Ski-mitts are warm but unwieldy. Hat and hood keep me warm until I turn toward home, into the east wind, into a blizzard! Snowscapes have a transient beauty and the challenge is to capture the essence of the day in word and image.
My outward-bound footsteps were obliterated by the blizzard. I saw no one until I came to the Race Course where I met Roger who told me tales of his days with the Mountain Rescue in the 1960s as we headed home.
It felt venturesome out there today, and fun. For some, not for the emergency services who were at full stretch. Wednesday 28 February was a blast.
Thursday 1 March, St David's Day. If there are daffodils they're hidden under a blanket of snow. The wind is even stronger, the wind-chill effect commensurate. The coldest March day ever recorded in the UK. The front yard has been swept more effectively by eddies and gusts of wind than any hereabouts. Pavements are wind-scoured, down to ice. And treacherous. The road has attracted a boy racer on something like a quad bike. The sun does not appear until lunch time.

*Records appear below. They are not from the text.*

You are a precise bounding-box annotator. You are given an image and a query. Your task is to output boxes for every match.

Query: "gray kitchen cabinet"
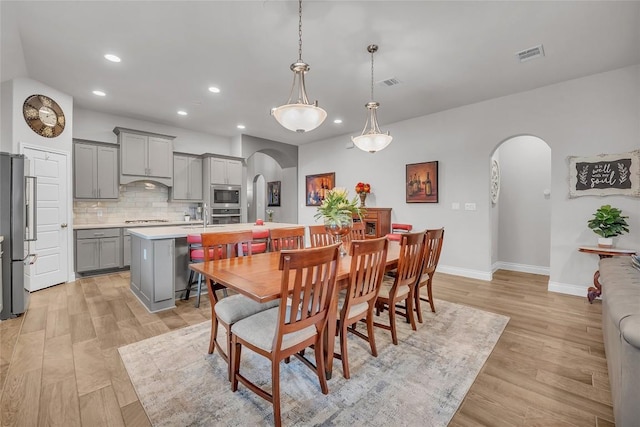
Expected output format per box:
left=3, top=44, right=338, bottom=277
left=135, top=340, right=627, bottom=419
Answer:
left=123, top=234, right=131, bottom=267
left=113, top=127, right=175, bottom=187
left=210, top=157, right=242, bottom=185
left=129, top=235, right=175, bottom=312
left=172, top=154, right=203, bottom=201
left=74, top=141, right=119, bottom=199
left=75, top=228, right=122, bottom=273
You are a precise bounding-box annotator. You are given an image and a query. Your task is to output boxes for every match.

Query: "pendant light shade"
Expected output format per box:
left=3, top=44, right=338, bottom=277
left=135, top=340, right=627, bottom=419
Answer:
left=272, top=0, right=326, bottom=133
left=352, top=44, right=392, bottom=153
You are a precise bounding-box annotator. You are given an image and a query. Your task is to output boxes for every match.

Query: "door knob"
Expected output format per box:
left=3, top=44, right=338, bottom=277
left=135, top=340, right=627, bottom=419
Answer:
left=61, top=223, right=68, bottom=228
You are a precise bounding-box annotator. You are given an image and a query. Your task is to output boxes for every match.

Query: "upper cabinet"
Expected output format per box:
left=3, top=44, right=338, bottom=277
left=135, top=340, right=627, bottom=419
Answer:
left=209, top=157, right=242, bottom=185
left=113, top=127, right=175, bottom=186
left=73, top=140, right=119, bottom=200
left=172, top=154, right=203, bottom=201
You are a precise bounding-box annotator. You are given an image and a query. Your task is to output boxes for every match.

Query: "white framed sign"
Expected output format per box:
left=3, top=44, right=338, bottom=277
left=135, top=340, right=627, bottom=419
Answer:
left=568, top=150, right=640, bottom=198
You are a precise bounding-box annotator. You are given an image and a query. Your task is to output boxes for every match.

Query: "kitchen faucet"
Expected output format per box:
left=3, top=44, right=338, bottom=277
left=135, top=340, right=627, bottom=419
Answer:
left=203, top=203, right=209, bottom=229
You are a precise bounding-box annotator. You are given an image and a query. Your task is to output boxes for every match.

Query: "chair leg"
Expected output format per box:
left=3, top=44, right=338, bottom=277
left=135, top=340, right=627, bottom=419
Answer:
left=366, top=311, right=378, bottom=357
left=388, top=304, right=398, bottom=345
left=195, top=274, right=202, bottom=308
left=209, top=313, right=218, bottom=354
left=231, top=338, right=241, bottom=392
left=427, top=279, right=436, bottom=313
left=406, top=294, right=417, bottom=331
left=313, top=336, right=329, bottom=394
left=340, top=321, right=350, bottom=379
left=272, top=361, right=282, bottom=427
left=414, top=285, right=424, bottom=323
left=226, top=326, right=233, bottom=381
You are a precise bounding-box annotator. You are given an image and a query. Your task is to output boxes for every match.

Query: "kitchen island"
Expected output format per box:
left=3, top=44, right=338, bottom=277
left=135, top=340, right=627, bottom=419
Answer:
left=127, top=222, right=300, bottom=312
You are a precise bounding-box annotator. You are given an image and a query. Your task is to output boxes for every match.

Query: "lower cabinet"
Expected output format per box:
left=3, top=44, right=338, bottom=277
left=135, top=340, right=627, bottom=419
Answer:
left=354, top=207, right=392, bottom=238
left=129, top=236, right=176, bottom=312
left=75, top=229, right=122, bottom=273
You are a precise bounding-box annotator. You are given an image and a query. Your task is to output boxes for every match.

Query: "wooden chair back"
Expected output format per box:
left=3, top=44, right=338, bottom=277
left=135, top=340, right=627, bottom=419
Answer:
left=201, top=230, right=253, bottom=261
left=344, top=237, right=389, bottom=314
left=421, top=228, right=445, bottom=278
left=343, top=222, right=366, bottom=250
left=276, top=243, right=341, bottom=347
left=269, top=226, right=305, bottom=252
left=308, top=224, right=335, bottom=248
left=392, top=231, right=426, bottom=293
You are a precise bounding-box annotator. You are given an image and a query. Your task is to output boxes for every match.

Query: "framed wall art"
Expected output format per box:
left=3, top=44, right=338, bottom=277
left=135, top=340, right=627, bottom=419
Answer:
left=406, top=161, right=438, bottom=203
left=568, top=150, right=640, bottom=198
left=306, top=172, right=335, bottom=206
left=267, top=181, right=281, bottom=207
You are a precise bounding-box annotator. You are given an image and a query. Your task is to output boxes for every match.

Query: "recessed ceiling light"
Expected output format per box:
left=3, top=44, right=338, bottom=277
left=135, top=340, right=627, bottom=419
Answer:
left=92, top=90, right=106, bottom=97
left=104, top=54, right=121, bottom=63
left=208, top=86, right=221, bottom=94
left=177, top=110, right=188, bottom=116
left=333, top=119, right=343, bottom=124
left=237, top=124, right=246, bottom=129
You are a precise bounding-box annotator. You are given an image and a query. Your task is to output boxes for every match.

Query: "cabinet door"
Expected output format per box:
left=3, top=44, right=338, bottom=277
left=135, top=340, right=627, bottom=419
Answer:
left=210, top=158, right=227, bottom=184
left=76, top=239, right=99, bottom=272
left=123, top=235, right=131, bottom=267
left=130, top=236, right=141, bottom=291
left=153, top=240, right=174, bottom=303
left=188, top=157, right=203, bottom=199
left=147, top=137, right=173, bottom=178
left=74, top=144, right=97, bottom=199
left=225, top=159, right=243, bottom=185
left=96, top=146, right=119, bottom=199
left=172, top=155, right=190, bottom=199
left=99, top=237, right=121, bottom=269
left=121, top=133, right=148, bottom=176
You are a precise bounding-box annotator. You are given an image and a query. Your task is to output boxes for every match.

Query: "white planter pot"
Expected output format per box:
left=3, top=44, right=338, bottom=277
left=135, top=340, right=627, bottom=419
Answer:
left=598, top=237, right=613, bottom=248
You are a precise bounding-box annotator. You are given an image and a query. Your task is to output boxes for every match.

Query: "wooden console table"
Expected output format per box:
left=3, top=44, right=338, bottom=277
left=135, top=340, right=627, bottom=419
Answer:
left=578, top=246, right=636, bottom=303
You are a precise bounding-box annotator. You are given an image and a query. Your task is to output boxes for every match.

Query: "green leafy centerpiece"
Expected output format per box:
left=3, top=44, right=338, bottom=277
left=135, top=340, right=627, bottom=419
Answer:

The east wind wrecks my best efforts with a bird feeder, setting it swinging so violently that it spills seed over the yard and is soon empty. Two male blackbirds fight for territorial rights and see off smaller birds that flit through shrubs but the wind is too rough for them to land on a feeder. How will wildlife fare in all this? Including the fox whose secret visits to the garden are revealed by the snow. And where are the bull finch who used to visit? The siskin, green finch, coal tits and long-tails, where are they?